The Arizona Restaurant in Kiev. The word that looks like PECTOPAH is Russian for restaurant, the pronunciation similar to the English word.
We joined them and I grabbed the seat next to Stephanie Hamm, a first-timer on the renewal team and a faculty member at Abilene Christian University. Working to disassemble my nachos, packed tighter than petals on a rose, I remembered the voice recorder in my purse and asked Stephanie her thoughts about the renewal.

I really loved the women sharing yesterday. (Each of us participants had three minutes to stand in front and share our thoughts from Psalm 103.) I thought it was wonderful and loved every bit of it.
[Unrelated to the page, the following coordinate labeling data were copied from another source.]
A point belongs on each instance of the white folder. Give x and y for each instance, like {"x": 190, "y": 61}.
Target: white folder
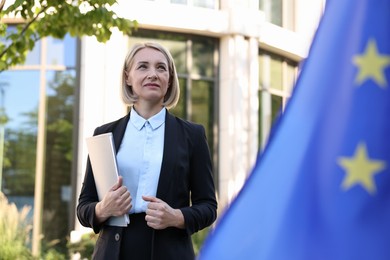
{"x": 102, "y": 155}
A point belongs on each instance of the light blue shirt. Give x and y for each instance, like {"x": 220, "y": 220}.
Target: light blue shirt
{"x": 140, "y": 156}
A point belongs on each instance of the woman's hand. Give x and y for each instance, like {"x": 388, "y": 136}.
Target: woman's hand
{"x": 160, "y": 215}
{"x": 116, "y": 202}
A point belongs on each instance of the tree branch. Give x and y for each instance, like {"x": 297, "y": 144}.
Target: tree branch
{"x": 2, "y": 3}
{"x": 24, "y": 28}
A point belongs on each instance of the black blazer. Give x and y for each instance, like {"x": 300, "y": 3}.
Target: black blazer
{"x": 186, "y": 171}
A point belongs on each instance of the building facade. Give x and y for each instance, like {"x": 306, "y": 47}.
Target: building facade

I loved the prayer appointments, the women sharing. (Each of us had a 45-minute prayer appointment with a team member.) I loved this time, the one-on-one with women. I had four of these. I looove meeting new people and I hope they let me come on another one, she said with a laugh.

Masha from Perm visiting over lunch.
After dinner and more goodbyes, we departed the Arizona and continued to the train station, anxious to get through the city center before the streets were blocked for the Ukrainian president and his entourage. I asked Natalia Maliuga of Ukrainian Bible Institute, Donestsk, for her impressions of the renewal.
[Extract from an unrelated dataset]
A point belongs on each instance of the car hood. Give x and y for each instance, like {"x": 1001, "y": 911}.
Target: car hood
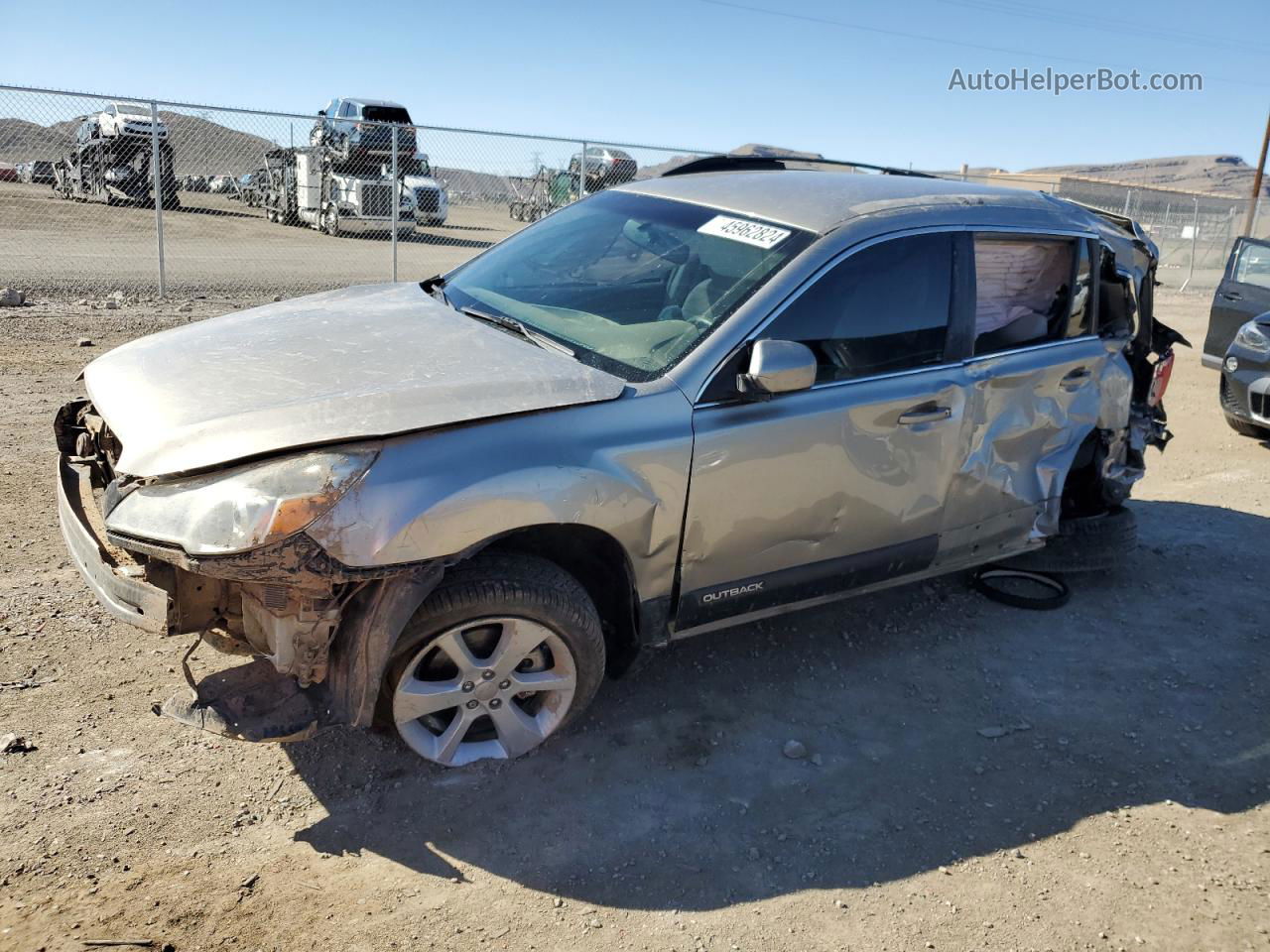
{"x": 363, "y": 362}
It was really different, it was a really fresh approach, she said. I received new insights that will be very helpful to me personally and to share with others.
And that's the whole idea, to have been refreshed and equipped to return to our ministries and serve anew.

With dear sister Jeanene Reese, right. Is there anyone more sincere, more genuine? What a tireless worker she is. Back in the early 70's we were classmates at then-ACC. And since then, I cherish each time our paths cross.